India-Pakistan Tensions Too Deep for Nobel Prize Alone to Solve

Malala Yousafzai, 17, became the first teenager to be awarded the Nobel Peace Prize, announced today by the Norwegian Nobel Committee in Oslo. Photographer: Andrew Burton/Getty Images
Yesterday morning, Prime Minister Narendra Modi said India’s military had shut up Pakistan’s army during the deadliest week of fighting in more than a year. A few hours later, he congratulated citizens from both countries who shared a Nobel Peace Prize.
In splitting the award between Indian child rights activist Kailash Satyarthi and Pakistani schoolgirl Malala Yousafzai, the Nobel committee weighed in on decades of animosity between nuclear-armed neighbors holding a fifth of the world’s population. Analysts aren’t expecting much to change.
“It’s all very well for do-gooder Scandinavian types to try to nudge them together, but it’s not going to mean much,” said Burzine Waghmar, a member of the South Asia Institute at the School of Oriental and African Studies in London. “It’s just symbolic, with protocol gestures.”
The award came during a week in which Hindu-majority India and Muslim-dominated Pakistan traded blame for tit-for-tat gunfire that killed at least 14 people, including civilians, in the disputed region of Kashmir. The two sides stopped firing at each other last night, the Times of India reported today, citing India’s Border Security Force Director General D.K. Pathak. The two nations have fought three of their four wars since partition in 1947 over Kashmir, which is divided between them and claimed in full by both.
Yousafzai yesterday said she would like both Pakistani Prime Minister Nawaz Sharif and Modi to attend the award ceremony for the peace prize in Oslo on Dec. 10.
“We want India and Pakistan to have good relations, and the tension that is going on is really disappointing,” Yousafzai said in Birmingham, England. “It’s very important that the countries have peace. This is how they are going to progress,” she said.
Hindu, Muslim
“The Nobel Committee regards it as an important point for a Hindu and a Muslim, an Indian and a Pakistani, to join in a common struggle for education and against extremism,” it wrote yesterday while declaring the winners of the annual prize in Oslo, Norway.
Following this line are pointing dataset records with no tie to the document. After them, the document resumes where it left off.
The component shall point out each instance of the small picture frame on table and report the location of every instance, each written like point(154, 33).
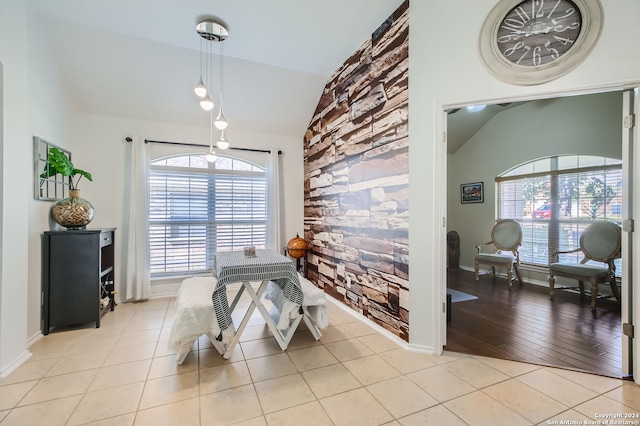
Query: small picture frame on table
point(472, 193)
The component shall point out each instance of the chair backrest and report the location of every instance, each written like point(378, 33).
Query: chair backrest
point(507, 234)
point(601, 241)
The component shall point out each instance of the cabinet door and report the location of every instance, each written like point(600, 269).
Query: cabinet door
point(74, 282)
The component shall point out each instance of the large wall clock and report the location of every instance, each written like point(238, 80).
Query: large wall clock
point(534, 41)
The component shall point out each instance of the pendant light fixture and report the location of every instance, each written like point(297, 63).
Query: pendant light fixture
point(221, 122)
point(212, 31)
point(200, 89)
point(211, 155)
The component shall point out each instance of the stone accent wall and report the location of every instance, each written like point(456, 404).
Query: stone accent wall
point(357, 180)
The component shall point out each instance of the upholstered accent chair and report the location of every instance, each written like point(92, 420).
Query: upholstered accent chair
point(600, 242)
point(506, 238)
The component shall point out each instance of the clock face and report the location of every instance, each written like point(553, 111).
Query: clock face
point(538, 32)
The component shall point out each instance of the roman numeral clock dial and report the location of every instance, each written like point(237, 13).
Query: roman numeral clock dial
point(534, 41)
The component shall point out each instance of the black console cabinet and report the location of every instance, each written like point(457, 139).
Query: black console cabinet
point(77, 277)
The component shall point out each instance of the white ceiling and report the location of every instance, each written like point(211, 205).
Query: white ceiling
point(139, 59)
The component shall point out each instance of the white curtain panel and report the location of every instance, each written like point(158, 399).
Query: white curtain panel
point(274, 219)
point(138, 282)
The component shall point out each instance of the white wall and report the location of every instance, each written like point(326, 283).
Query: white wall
point(102, 150)
point(16, 178)
point(587, 125)
point(51, 117)
point(445, 70)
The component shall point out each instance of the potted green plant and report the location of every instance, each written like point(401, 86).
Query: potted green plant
point(58, 162)
point(72, 212)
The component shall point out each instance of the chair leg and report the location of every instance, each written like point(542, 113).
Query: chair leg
point(581, 284)
point(614, 288)
point(594, 295)
point(517, 273)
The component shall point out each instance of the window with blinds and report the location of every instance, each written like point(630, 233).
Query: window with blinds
point(555, 199)
point(197, 208)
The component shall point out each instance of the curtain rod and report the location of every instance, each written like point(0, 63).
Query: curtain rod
point(268, 151)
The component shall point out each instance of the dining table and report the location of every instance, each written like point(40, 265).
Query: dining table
point(265, 266)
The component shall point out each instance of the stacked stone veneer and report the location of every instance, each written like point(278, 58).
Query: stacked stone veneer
point(357, 180)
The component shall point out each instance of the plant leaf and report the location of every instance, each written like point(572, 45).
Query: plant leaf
point(82, 173)
point(60, 162)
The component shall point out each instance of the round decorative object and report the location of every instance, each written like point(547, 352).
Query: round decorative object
point(297, 247)
point(534, 41)
point(73, 212)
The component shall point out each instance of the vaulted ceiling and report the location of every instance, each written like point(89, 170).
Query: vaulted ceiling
point(140, 59)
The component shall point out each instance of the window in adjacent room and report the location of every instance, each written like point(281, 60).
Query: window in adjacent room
point(556, 198)
point(197, 208)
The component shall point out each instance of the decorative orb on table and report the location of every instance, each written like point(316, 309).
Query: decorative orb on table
point(297, 247)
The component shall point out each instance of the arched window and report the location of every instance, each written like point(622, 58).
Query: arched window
point(556, 198)
point(197, 208)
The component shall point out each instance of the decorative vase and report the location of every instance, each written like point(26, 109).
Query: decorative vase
point(73, 212)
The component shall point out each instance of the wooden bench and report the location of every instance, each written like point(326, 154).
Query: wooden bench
point(194, 316)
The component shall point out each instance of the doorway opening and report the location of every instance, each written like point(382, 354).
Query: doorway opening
point(520, 322)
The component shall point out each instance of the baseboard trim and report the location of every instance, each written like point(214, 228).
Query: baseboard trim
point(33, 339)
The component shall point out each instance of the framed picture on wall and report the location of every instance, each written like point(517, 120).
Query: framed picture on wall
point(472, 193)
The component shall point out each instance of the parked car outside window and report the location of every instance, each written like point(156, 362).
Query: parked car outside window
point(543, 212)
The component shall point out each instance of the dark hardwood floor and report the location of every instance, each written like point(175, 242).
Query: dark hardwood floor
point(523, 324)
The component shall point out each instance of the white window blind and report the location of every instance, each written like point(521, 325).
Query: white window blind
point(197, 209)
point(555, 199)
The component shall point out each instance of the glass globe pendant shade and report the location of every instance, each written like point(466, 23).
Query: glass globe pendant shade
point(223, 143)
point(206, 103)
point(211, 155)
point(200, 89)
point(221, 122)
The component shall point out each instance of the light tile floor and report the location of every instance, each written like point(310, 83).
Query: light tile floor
point(124, 374)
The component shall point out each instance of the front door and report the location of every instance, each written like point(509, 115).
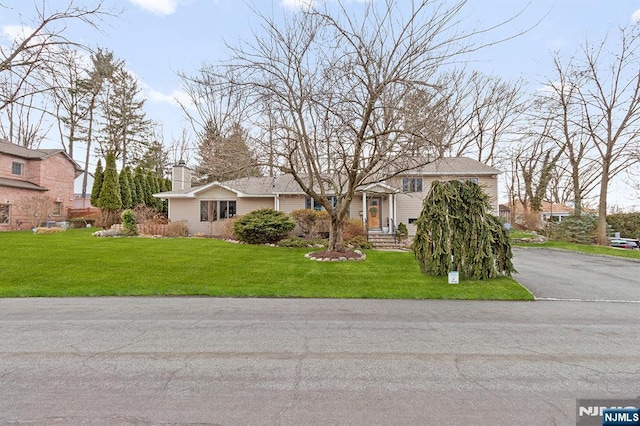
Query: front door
point(374, 212)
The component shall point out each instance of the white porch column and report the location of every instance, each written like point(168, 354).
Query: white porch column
point(392, 219)
point(364, 208)
point(394, 208)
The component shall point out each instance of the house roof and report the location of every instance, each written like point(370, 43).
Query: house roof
point(15, 183)
point(34, 154)
point(286, 184)
point(455, 166)
point(547, 208)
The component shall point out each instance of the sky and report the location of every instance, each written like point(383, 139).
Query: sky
point(159, 38)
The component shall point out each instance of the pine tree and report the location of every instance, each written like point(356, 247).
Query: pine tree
point(455, 232)
point(110, 201)
point(97, 184)
point(223, 157)
point(125, 127)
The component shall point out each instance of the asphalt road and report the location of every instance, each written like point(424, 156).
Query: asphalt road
point(555, 274)
point(293, 362)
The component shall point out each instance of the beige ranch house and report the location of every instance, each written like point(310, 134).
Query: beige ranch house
point(381, 205)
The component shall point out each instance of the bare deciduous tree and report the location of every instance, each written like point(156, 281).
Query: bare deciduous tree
point(37, 43)
point(609, 98)
point(338, 88)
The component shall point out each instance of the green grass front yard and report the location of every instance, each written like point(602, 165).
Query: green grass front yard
point(74, 263)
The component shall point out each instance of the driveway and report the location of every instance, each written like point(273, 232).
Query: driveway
point(114, 361)
point(557, 274)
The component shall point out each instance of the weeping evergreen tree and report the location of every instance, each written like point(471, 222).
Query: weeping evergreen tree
point(97, 184)
point(455, 233)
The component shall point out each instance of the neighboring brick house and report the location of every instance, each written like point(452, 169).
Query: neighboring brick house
point(25, 173)
point(381, 206)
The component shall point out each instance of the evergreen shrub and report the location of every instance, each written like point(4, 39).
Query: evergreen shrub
point(129, 223)
point(264, 226)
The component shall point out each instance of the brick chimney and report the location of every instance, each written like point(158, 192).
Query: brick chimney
point(180, 176)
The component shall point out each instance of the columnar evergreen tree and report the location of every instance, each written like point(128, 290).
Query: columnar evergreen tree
point(455, 232)
point(132, 186)
point(125, 189)
point(97, 184)
point(110, 201)
point(140, 183)
point(151, 188)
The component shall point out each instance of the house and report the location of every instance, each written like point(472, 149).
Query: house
point(25, 173)
point(382, 205)
point(549, 212)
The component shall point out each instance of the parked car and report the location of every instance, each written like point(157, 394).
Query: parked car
point(627, 243)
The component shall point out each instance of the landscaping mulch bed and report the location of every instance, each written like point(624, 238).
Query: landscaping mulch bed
point(336, 256)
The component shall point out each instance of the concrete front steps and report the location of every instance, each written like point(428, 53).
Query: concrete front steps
point(384, 242)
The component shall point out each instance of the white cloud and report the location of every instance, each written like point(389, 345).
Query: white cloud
point(16, 33)
point(160, 7)
point(174, 98)
point(298, 4)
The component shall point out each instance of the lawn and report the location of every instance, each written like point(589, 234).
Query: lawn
point(74, 263)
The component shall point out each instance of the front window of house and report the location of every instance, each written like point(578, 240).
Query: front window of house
point(310, 203)
point(5, 214)
point(227, 209)
point(57, 208)
point(212, 210)
point(17, 168)
point(412, 184)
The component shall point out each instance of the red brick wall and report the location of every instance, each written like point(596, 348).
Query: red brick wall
point(55, 173)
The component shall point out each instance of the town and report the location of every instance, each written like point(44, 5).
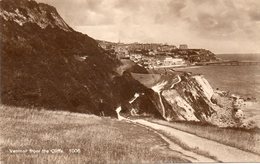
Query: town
point(155, 55)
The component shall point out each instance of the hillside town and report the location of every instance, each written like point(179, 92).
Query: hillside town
point(154, 55)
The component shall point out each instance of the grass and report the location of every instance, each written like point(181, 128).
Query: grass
point(99, 140)
point(248, 140)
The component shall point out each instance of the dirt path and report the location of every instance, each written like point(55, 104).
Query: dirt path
point(191, 156)
point(222, 152)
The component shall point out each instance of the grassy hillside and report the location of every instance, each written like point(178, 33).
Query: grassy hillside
point(82, 138)
point(248, 140)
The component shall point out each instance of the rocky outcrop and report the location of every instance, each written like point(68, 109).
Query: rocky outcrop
point(192, 99)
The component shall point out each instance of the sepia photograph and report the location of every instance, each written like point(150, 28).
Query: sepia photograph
point(129, 81)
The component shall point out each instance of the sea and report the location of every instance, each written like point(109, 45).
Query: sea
point(240, 80)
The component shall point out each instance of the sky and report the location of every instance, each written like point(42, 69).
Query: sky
point(222, 26)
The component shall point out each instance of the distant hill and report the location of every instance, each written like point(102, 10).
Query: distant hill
point(248, 56)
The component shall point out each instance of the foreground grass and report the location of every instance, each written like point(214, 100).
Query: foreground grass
point(81, 138)
point(248, 140)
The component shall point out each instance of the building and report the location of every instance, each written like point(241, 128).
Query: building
point(169, 61)
point(183, 46)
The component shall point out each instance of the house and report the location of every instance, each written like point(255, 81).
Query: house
point(183, 46)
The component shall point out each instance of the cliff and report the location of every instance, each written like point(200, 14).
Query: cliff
point(45, 63)
point(187, 97)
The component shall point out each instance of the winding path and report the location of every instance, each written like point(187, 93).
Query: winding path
point(221, 152)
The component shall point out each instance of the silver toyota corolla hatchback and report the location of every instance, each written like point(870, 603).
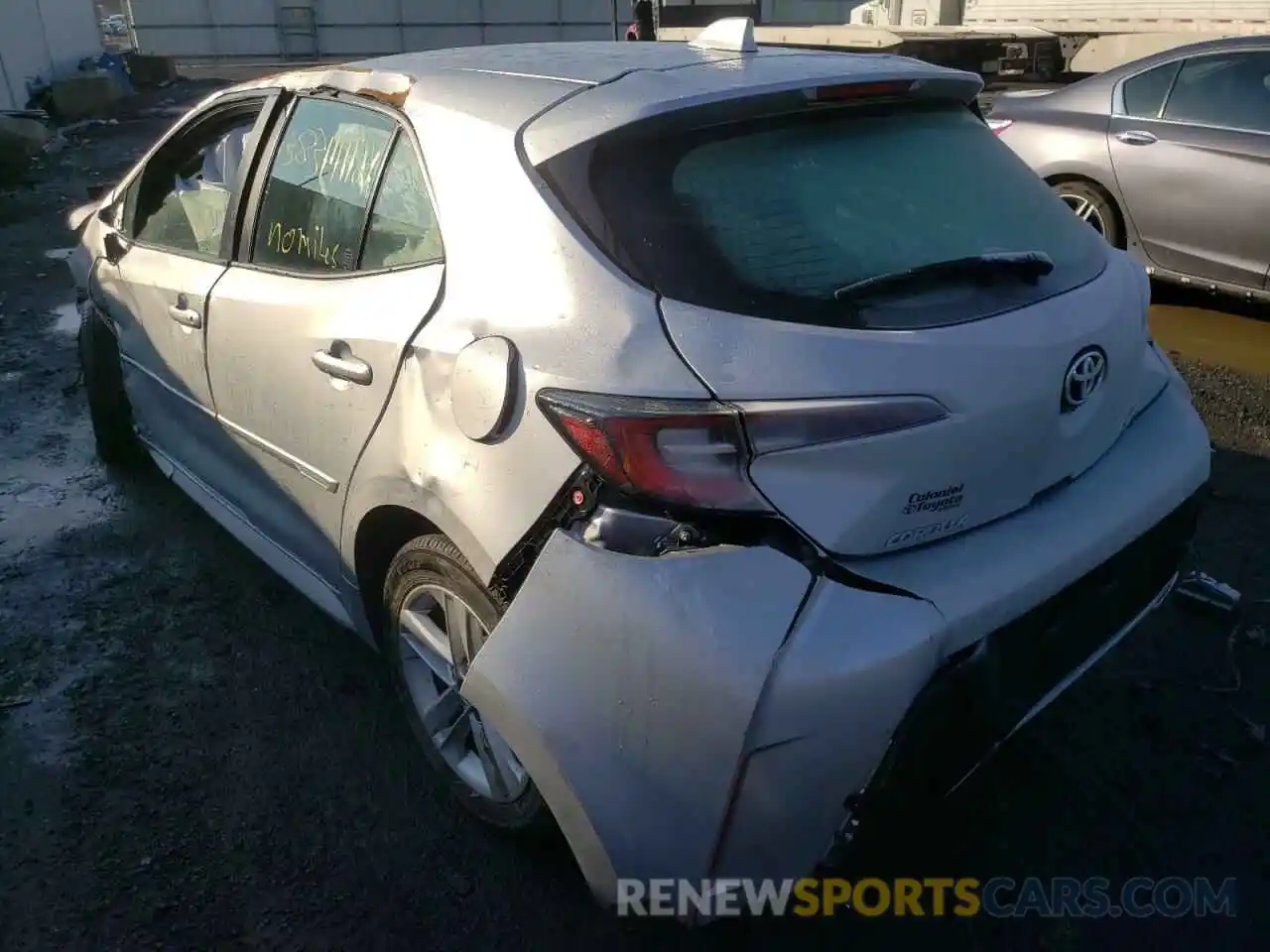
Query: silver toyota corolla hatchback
point(721, 444)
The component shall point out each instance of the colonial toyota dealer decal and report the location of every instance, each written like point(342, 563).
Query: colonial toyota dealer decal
point(939, 500)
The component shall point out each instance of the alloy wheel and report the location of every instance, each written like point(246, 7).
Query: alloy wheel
point(439, 638)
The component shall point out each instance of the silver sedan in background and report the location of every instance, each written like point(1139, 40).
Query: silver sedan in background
point(1169, 158)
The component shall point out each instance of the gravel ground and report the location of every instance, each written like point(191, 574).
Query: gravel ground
point(206, 762)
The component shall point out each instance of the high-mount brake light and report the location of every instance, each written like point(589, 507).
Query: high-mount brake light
point(698, 452)
point(841, 91)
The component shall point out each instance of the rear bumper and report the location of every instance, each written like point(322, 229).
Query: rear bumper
point(706, 715)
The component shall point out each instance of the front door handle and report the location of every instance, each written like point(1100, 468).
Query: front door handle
point(340, 363)
point(185, 315)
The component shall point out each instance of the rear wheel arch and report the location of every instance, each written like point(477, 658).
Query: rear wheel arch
point(1118, 238)
point(380, 536)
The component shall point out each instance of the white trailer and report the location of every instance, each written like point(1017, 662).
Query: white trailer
point(1000, 39)
point(267, 31)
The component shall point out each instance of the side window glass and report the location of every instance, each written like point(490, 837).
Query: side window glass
point(181, 198)
point(318, 189)
point(403, 229)
point(1229, 90)
point(1144, 94)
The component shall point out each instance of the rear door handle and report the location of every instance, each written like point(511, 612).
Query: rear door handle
point(183, 315)
point(350, 368)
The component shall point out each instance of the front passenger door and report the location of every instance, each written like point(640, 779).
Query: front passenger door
point(163, 259)
point(1191, 145)
point(308, 327)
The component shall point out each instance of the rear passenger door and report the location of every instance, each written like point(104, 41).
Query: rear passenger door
point(339, 264)
point(1191, 144)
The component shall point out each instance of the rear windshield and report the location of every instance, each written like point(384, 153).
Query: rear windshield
point(770, 217)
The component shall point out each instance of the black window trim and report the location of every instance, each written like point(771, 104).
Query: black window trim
point(1118, 109)
point(403, 130)
point(267, 99)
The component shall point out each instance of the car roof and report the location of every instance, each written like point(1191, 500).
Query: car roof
point(509, 84)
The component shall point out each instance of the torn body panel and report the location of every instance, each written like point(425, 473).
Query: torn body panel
point(626, 685)
point(989, 576)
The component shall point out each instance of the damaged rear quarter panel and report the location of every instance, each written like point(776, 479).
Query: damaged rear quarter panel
point(517, 268)
point(626, 685)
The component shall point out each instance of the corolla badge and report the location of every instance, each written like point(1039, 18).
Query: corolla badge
point(1086, 372)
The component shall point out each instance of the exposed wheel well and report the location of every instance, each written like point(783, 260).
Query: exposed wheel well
point(1111, 203)
point(380, 536)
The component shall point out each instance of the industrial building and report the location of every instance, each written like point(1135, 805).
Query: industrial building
point(44, 40)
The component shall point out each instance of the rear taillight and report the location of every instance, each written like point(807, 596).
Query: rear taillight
point(698, 452)
point(688, 452)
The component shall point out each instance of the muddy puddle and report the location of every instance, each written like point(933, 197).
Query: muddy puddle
point(1215, 331)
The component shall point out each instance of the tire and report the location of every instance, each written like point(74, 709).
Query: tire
point(422, 569)
point(1092, 204)
point(108, 407)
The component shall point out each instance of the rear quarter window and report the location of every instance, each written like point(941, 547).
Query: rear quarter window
point(769, 217)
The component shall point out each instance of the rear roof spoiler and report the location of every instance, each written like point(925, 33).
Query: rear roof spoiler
point(719, 77)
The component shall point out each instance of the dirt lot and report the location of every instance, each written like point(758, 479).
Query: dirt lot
point(206, 762)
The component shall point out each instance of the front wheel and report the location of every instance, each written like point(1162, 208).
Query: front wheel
point(108, 405)
point(1092, 206)
point(439, 617)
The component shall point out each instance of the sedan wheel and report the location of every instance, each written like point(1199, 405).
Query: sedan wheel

Past recipients included Palestinian leader Yasser Arafat, former U.S. Secretary of State Henry Kissinger and President Barack Obama.
Yousafzai, 17, became the first teenager to win the prize, a recognition of her efforts to combat extremism after Taliban militants shot her in the face. Satyarthi, 60, is a children’s rights activist whose organization has rescued more than 80,000 children from bondage, trafficking and exploitative labor.
“Alone, Malala and Satyarthi are both great individuals whose work in education with young people links them,” Nikita Sud, an associate professor of development studies at the University of Oxford, said by phone. “But it’s too simplistic to boil down their identities to Hindus, Muslims, Indians and Pakistanis -- and makes them part of their national jingoism, which neither have chosen to do.”
‘Befitting Lesson’
The two countries experienced as many as one million deaths in 1947, when Hindus and Muslims were attacked while trying to cross a new border drawn in the wake of British rule. About 80 percent of India’s 1.2 billion people are Hindu and 13 percent are Muslim, according to the CIA World Factbook, while 97 percent of Pakistanis practice Islam.
Modi yesterday said India had taught Pakistan “a befitting lesson” during a week of fighting, Press Trust of India reported. Sharif sought to cool tensions after a meeting yesterday with the chiefs of armed forces and security advisers, saying that “war is not an option.”
“It is a shared responsibility of the leadership of both countries to immediately defuse the situation,” Sharif’s office said in a statement.
Malice
Since 1988, more than 14,000 Indian civilians and 6,000 security personnel have been killed in border violence, according to the South Asia Terrorism Portal, which doesn’t have similar figures for Pakistani deaths. Repeated acts of terrorism, including the 2008 attacks in Mumbai targeted at foreigners in luxury hotels, have also rankled ties between the two countries.
Matthew Nelson, who specializes on Pakistan at the School of Oriental and African Studies in London, called the award “a very helpful move” that may provide an opportunity for Modi and Sharif “to appreciate one another’s countries publicly.”
While Modi congratulated both peace prize winners on Twitter yesterday, Sharif only feted Yousafzai in a text message to reporters from his office.
“It is a nice gesture, but I don’t think this will have any real impact,” said N. Bhaskara Rao, chairman of the Delhi-based Centre for Media Studies, about the peace prize. “This does reflect in the seriousness of the problem, but the malice between the two countries is too deep for such symbolism to carry much weight.”